Overview of best prospect sectors, major infrastructure projects, significant government procurements and business opportunities.
The U.S. Commercial Service assesses that the best market opportunities for U.S. companies are in sectors such as infrastructure, ICT, food products, energy, healthcare, aviation, and defense.
The Government of Qatar budgeted $57.8 billion for expenditures in 2020, of which 43% was allocated spending on “Major Projects,” a category that includes infrastructure, healthcare, transportation, and education. Government spending will continue to support the long-term strategic goals set forth under the Qatar National Vision 2030, which include developing a knowledge-based economy and increasing the share of GDP derived from non-extractive industries.
The government has taken several initiatives to encourage more foreign companies to do business and invest in Qatar over the past year. The MoCI is leading the efforts on both the Foreign Direct Investment Law and Public Private Partnership (PPP) law. The PPP law was approved by the cabinet in April 2019 and signed by the Amir of Qatar on June 1, 2020, establishing a framework and providing increased opportunities for U.S. firms to gain access to the country’s infrastructure sectors, particularly in the healthcare, education, and waste management subsectors.
The embargo on Qatar significantly complicated food trade routes. Qatar imports over 90% of its food, and prior to the June 2017 blockade, Qatar received nearly 40% of these shipments via Saudi Arabia. Major food suppliers to Qatar were forced to establish alternative trade routes and food security became and continues to be a top priority. The government of Qatar continues to aggressively invest in local food production and has notably improved its food security since 2017, both by importing food products from a more diverse set of trading partners and by investing heavily in building food industries from the ground up, which presents an array of opportunities for U.S. companies.

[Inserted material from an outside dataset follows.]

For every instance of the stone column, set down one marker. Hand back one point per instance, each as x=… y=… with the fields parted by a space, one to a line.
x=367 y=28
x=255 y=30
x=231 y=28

The energy sector, specifically oil & gas production in Qatar, continues to present some of the greatest opportunities for U.S. companies, especially with Qatar’s mega North Field LNG expansion project, which is set to increase natural gas production by 43% in 2025 from 77.1 million tons per annum (mtpa) to 110 mtpa and targeting to achieve 64% mark at 126 mtpa in 2027. Qatar Petroleum plans to develop and operate a new petrochemical complex in Ras Laffan Industrial City, which will feature the region’s largest ethane cracker. Such projects provide additional opportunities for American companies to consider. Recently, Qatar Petroleum invited investors to participate in the recently announced Tawteen program, a localization initiative that aims to create domestic manufacturing and service opportunities for the energy sector supply chain.
The strong and growing bilateral security partnership between Qatar and the U.S. is demonstrated by the recent series of major U.S. defense sales to Qatar. Qatar’s Foreign Military Sales (FMS) program forms the cornerstone of security cooperation between U.S. and Qatari forces, with a total case value of over $26 billion. Since 2014, the U.S. has also authorized the permanent export of over $2.8 billion in defense articles to Qatar via the Direct Commercial Sales (DCS) process. As demonstrated in recent years, Qatar’s plan to expand and modernize its military will continue to provide opportunities for foreign military and direct commercial sales, especially training and capacity building programs across all branches of the Qatar Armed Forces. In addition to military modernization initiatives, Qatar’s significant demand for aviation technology is driven by the global expansion plan of the national commercial airline, Qatar Airways, as well as Qatar’s sole commercial airport, Hamad International Airport. Lastly, security solutions are a top priority in 2020-2021 as Qatar prepares to host the 2022 FIFA World Cup.